The Impact of To Kill a Mockingbird

At the age of twelve, I stole To Kill a Mockingbird from my sister’s backpack and sneaked away to my room to read. It was one of those things that children do as a protest against their parents for saying that a rated R movie or an album marked “Parental Advisory” or a book with the N word is too salacious for us to watch or read. My parents had banned Mockingbird from me under the trumped up (though probably true) charge of lacking maturity.

I read the book in one night, starting from the innocuous enough “When he was nearly thirteen, my brother Jem got his arm badly broken at the elbow” weaving my way through a coming of age tale intertwined with a loving story of a father and his daughter, all the while peppering in, in greater and greater amounts, the harrowing tale of racial injustice that the fictitious town of Maycomb, Alabama was undergoing. As a twelve-year-old boy in a town nearly 96% white, I had never heard of racial injustice presented in such a humanistic way. The capital-c, capital-r Civil Rights Movement was an abstraction to me almost 55 years after it happened. But this was different, it was what showed me the real, tangible, human impact of racial injustice. Bear in mind that much of this analysis obviously is after the fact and after three more readings of the novel. A more accurate read into twelve-year-old Connor’s brain, already preoccupied with baseball and that one girl in my social studies class with whom I was desperately infatuated, was along the lines of, “wow that’s not nice.”

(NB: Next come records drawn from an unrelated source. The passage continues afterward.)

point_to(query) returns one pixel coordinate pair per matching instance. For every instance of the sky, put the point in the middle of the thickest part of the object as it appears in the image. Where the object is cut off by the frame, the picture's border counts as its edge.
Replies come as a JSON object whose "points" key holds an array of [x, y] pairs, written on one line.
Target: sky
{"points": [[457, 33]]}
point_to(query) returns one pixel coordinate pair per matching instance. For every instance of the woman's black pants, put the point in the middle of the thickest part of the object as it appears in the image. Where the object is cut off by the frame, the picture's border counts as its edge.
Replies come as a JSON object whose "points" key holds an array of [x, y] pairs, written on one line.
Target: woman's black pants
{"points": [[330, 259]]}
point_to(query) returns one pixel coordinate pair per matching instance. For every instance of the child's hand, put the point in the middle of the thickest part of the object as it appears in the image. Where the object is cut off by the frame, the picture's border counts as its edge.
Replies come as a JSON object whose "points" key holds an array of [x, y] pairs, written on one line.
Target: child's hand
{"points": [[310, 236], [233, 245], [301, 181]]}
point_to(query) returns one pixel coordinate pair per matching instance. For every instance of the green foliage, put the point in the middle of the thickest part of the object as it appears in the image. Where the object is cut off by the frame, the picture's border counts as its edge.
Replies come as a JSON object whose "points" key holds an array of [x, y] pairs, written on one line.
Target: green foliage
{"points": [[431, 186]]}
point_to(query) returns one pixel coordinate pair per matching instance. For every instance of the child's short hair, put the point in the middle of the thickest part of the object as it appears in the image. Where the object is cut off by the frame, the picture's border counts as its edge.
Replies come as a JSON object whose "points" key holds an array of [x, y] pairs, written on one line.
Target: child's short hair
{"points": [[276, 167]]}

However juvenile I was at the time, it lit a spark. Going into middle school, I became fascinated with modern political history. I read everything I could get my hands on about the Civil War, Jim Crow, the Gilded Age, all the way through the Civil Rights Movement. But, for as voracious as my yearning for knowledge was, I didn’t realize that some of the very same things that were happening during the Civil Rights Movement (voter suppression, police brutality, etc) were all still happening.

When you read TKaM when you are young, you relate to Scout. She’s young, smart, righteous. She’s everything you want to be as a young kid. As you get older, you begin to deal with more contradictions. You’re trying to get into colleges but you don’t want to give up that bit of youth you have left, you’re trying to learn as much as you can and still have time to have a social life, you’re trying to decide for yourself your own moral compass and your own right and wrong. Here, you relate to Atticus.

Atticus teaches you that no, it is not right that African American children, on average, get a worse education than white children. No, it is not right that Black youths are targeted by police. No, it is not right that Black men and women are given higher interest rates. Atticus taught me to be firm and unmoving when it came to these points. He teaches that nothing can change unless you make sure that it changes. It is because of Atticus that I want to be a lawyer and defend those who can’t defend themselves.

I credit To Kill a Mockingbird with shaping what I want to do with my life. It came to me as a twelve-year-old and set the stage for my passions and my interests and showed me True North on my moral compass. Its lesson has stayed with me for nearly eight years and will return to me for the rest of my life, whenever it is needed.